Alejandro estaba callado, sin tener ni puta idea de qué decir o hacer. Así que sólo continuó oyendo a Ana:

—En ese momento llegaron los paramédicos, y te lo juro que fue como en las películas; me sacaron del carro rompiendo el cinturón, y luego llevaron unas pinzas especiales con las que cortaron la varilla mientras otra mujer chiquita chiquita pero increíblemente hábil atendía a mi papá en el asiento. Luego lo movieron del carro a una camilla, donde lo pusieron de lado porque no querían sacar la varilla, y lo metieron a una ambulancia. Ahí me pusieron también, y nos llevaron al López Mateos en Avenida Universidad. La mujer súper hábil me abrazó todo el camino y en el hospital me acompañó mientras revisaban que estaba bien, y se quedó conmigo hasta que llegó mi mamá medio histérica al hospital. Yo estaba al lado de mi mamá cuando llegó un doctor a decirle que la varilla había pasado cerquísima del corazón de mi papá, y que lo estaban operando pero que la cosa no se veía bien. Yo le pregunté que qué le pasaba a mi papá, moqueando como la niña que era, y el doctor, que era joven y muy guapo, y nos miraba a mi mamá y a mí con decisión, pero también con compasión y ternura, se puso de cuclillas y me explicó exactamente, pero con la sencillez necesaria para que le entendiera, cuál era el problema y cómo pensaban arregarlo. Fue un desmadre larguísimo; operaron a mi papá como tres veces, y hubo varias semanas en las que fue de que no sabíamos si iba a vivir o no.

Entonces la expresión de Ana se iluminó.

—Pero mi papá era (todavía es, para su edad) muy fuerte, y los médicos que lo atendieron muy buenos, y se recuperó completamente. Y ahí fue cuando supe que tenía que ser cirujana. Del corazón, si puedo.

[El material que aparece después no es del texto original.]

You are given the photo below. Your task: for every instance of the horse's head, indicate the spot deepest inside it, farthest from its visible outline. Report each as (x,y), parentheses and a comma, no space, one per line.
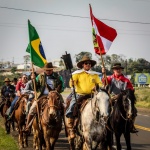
(102,104)
(127,102)
(54,104)
(23,102)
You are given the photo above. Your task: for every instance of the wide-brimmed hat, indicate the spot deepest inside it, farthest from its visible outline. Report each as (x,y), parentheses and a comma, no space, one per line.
(49,66)
(15,79)
(117,65)
(7,80)
(84,59)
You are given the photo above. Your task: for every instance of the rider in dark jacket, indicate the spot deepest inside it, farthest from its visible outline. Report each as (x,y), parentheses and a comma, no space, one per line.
(6,90)
(47,81)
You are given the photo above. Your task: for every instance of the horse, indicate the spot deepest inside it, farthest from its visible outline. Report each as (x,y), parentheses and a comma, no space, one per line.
(19,116)
(91,128)
(50,122)
(120,118)
(5,106)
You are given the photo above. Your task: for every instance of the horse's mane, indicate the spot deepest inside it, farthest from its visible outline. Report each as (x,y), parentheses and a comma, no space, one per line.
(104,90)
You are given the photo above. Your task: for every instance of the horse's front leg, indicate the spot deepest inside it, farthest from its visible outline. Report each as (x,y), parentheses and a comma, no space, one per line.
(20,138)
(127,138)
(47,139)
(118,144)
(88,141)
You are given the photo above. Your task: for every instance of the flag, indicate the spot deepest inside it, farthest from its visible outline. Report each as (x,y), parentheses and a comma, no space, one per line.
(35,47)
(103,35)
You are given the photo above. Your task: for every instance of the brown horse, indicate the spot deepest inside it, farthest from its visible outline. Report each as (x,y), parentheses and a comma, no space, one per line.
(51,121)
(5,105)
(19,117)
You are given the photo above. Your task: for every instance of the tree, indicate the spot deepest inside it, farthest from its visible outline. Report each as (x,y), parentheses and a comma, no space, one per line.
(13,70)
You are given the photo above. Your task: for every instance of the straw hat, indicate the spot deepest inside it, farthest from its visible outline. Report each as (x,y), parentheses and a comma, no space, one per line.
(49,66)
(84,59)
(7,80)
(117,65)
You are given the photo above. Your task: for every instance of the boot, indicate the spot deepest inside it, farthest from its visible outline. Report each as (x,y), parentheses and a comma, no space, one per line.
(70,124)
(133,129)
(28,123)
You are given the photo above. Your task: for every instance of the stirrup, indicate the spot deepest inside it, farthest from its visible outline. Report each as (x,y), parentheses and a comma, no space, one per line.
(72,133)
(9,118)
(134,130)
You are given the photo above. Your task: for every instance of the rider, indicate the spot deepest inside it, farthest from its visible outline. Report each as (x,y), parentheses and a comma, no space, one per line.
(19,89)
(29,89)
(118,82)
(47,81)
(14,82)
(6,90)
(84,81)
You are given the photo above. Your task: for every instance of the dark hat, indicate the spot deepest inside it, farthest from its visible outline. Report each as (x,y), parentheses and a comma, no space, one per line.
(7,80)
(49,66)
(15,79)
(117,65)
(84,59)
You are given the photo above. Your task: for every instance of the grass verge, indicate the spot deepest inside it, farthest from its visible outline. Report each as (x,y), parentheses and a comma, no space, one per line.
(7,142)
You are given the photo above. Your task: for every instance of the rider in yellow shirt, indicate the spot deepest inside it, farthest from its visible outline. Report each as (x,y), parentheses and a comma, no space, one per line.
(84,81)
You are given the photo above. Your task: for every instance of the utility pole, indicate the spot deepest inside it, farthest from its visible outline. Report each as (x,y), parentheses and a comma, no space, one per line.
(126,66)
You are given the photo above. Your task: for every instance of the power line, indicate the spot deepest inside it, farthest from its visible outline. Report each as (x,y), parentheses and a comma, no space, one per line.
(33,11)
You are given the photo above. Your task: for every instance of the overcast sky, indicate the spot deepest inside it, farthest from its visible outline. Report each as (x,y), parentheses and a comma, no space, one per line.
(65,25)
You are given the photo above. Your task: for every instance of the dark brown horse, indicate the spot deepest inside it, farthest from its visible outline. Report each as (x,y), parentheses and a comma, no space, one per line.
(19,117)
(5,105)
(120,119)
(51,121)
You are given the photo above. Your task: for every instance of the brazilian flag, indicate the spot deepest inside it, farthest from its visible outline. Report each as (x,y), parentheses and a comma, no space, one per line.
(35,47)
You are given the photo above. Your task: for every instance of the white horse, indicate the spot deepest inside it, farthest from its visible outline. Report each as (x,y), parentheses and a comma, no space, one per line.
(93,120)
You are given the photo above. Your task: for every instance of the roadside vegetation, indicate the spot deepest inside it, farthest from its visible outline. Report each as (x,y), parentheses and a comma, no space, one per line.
(143,97)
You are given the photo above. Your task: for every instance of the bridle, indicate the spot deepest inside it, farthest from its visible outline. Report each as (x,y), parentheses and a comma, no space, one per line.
(52,100)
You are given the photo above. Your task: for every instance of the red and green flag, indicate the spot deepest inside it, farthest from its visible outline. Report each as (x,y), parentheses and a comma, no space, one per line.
(35,47)
(103,35)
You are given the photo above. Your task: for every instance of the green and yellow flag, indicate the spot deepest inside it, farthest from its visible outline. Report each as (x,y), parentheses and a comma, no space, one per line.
(35,47)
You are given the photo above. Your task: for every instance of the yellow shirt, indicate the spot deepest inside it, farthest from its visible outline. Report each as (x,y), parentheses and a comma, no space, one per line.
(85,82)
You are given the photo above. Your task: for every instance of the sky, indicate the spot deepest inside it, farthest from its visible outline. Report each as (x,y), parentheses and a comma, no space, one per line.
(65,25)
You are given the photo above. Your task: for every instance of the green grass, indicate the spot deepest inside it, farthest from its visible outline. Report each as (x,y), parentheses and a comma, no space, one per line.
(7,142)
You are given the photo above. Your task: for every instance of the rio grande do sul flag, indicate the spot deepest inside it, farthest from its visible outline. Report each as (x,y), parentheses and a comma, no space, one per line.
(103,35)
(35,47)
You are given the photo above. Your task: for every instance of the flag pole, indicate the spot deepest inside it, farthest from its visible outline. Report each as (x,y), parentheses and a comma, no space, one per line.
(103,65)
(35,93)
(34,84)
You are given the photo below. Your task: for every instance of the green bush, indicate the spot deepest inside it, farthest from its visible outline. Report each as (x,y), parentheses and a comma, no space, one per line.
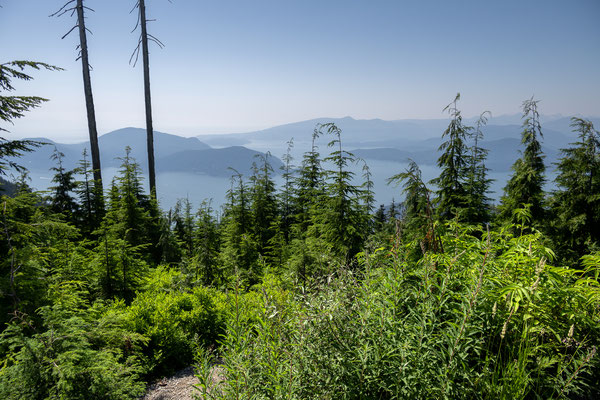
(488,317)
(173,319)
(78,353)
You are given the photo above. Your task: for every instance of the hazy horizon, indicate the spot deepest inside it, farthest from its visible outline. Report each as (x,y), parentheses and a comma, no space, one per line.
(232,66)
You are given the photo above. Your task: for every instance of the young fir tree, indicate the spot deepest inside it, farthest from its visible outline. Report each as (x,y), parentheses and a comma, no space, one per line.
(477,184)
(207,242)
(123,237)
(340,217)
(418,212)
(91,201)
(526,184)
(239,253)
(183,220)
(14,107)
(264,206)
(62,200)
(576,202)
(451,193)
(309,186)
(286,194)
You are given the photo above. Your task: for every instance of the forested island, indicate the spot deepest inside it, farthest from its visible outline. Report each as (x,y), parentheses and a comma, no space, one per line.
(309,290)
(305,290)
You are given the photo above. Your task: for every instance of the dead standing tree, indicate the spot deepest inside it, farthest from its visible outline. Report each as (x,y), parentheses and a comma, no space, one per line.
(76,6)
(140,5)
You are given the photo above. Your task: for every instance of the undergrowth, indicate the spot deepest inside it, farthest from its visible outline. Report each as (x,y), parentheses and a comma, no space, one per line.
(489,317)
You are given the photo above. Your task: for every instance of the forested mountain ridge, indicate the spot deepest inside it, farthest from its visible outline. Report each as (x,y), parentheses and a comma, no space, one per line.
(112,145)
(307,290)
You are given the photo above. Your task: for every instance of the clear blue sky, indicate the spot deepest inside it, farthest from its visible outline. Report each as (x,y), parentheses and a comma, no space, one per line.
(240,65)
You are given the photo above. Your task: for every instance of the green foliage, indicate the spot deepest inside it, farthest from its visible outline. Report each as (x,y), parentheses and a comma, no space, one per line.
(173,320)
(14,107)
(526,184)
(453,164)
(576,203)
(489,317)
(77,353)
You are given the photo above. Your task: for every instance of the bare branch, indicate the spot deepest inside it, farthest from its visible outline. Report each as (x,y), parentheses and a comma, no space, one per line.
(62,8)
(70,30)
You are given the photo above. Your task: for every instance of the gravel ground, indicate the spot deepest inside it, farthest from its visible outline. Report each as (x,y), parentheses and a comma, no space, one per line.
(178,386)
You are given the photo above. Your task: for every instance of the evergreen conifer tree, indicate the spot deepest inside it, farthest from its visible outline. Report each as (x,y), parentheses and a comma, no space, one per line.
(576,202)
(477,183)
(62,201)
(525,186)
(451,193)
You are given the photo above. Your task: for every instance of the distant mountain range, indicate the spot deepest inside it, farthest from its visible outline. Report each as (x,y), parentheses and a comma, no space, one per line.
(198,167)
(398,141)
(172,153)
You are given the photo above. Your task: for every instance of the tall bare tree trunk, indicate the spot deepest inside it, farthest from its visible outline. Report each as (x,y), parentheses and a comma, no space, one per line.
(149,130)
(89,101)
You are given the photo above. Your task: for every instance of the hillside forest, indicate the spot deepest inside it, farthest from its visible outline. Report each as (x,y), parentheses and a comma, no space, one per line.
(309,290)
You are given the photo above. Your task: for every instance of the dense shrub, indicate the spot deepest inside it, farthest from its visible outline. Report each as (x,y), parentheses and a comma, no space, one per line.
(80,352)
(489,317)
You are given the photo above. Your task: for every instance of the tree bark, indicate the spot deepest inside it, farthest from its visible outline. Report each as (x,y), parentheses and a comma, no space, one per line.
(89,101)
(149,130)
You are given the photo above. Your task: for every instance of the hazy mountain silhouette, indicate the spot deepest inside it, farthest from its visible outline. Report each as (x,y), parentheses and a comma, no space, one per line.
(172,153)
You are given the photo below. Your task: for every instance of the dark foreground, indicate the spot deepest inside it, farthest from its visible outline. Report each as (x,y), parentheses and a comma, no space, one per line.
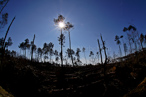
(23,78)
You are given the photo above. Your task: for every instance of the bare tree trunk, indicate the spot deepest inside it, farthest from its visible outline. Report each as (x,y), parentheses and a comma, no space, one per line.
(103,42)
(61,49)
(100,51)
(4,6)
(70,48)
(32,48)
(3,45)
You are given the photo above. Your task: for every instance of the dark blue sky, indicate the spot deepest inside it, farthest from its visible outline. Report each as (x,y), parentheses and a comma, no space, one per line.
(89,17)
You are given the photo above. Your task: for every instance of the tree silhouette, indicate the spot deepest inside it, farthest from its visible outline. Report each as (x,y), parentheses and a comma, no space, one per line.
(22,47)
(67,28)
(8,43)
(26,45)
(117,39)
(83,50)
(141,40)
(62,37)
(56,56)
(125,48)
(45,50)
(92,57)
(132,37)
(40,52)
(70,53)
(78,55)
(4,18)
(100,51)
(61,40)
(50,49)
(33,47)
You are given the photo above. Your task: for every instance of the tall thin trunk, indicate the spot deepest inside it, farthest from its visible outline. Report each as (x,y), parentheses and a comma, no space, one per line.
(70,48)
(120,51)
(4,7)
(3,45)
(61,49)
(32,47)
(100,51)
(85,57)
(105,55)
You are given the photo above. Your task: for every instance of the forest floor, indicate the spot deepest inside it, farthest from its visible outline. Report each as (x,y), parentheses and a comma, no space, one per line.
(24,78)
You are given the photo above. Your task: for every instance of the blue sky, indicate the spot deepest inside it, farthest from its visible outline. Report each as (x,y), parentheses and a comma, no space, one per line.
(89,17)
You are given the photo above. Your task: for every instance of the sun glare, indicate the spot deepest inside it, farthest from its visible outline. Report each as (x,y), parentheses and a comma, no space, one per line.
(61,24)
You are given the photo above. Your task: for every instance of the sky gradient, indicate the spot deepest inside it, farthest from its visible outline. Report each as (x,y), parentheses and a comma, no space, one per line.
(89,17)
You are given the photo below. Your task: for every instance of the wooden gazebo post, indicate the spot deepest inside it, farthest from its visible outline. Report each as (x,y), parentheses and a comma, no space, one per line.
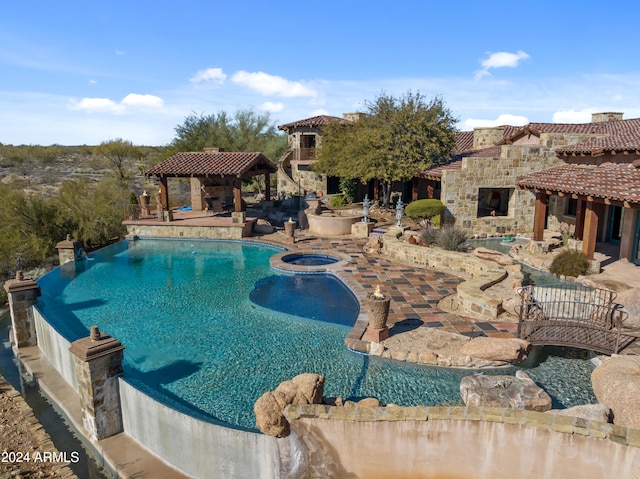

Alejandro la miró, con la boca semi abierta del asombro. Asombro de la historia que acababa de oír, y de que se la hubiera contado con menos de un día de conocerlo.

—¿Sabes?— le dijo Ana, ruborizándose de nuevo un poco y mirándolo —. Jamás le había contado esto a nadie tan pronto. En general lo platico tras mucho tiempo de conocer a alguien. Cuando lo platico.

—¿Por qué me lo contaste a mí?

—No sé. Siento que puedo confiar en ti.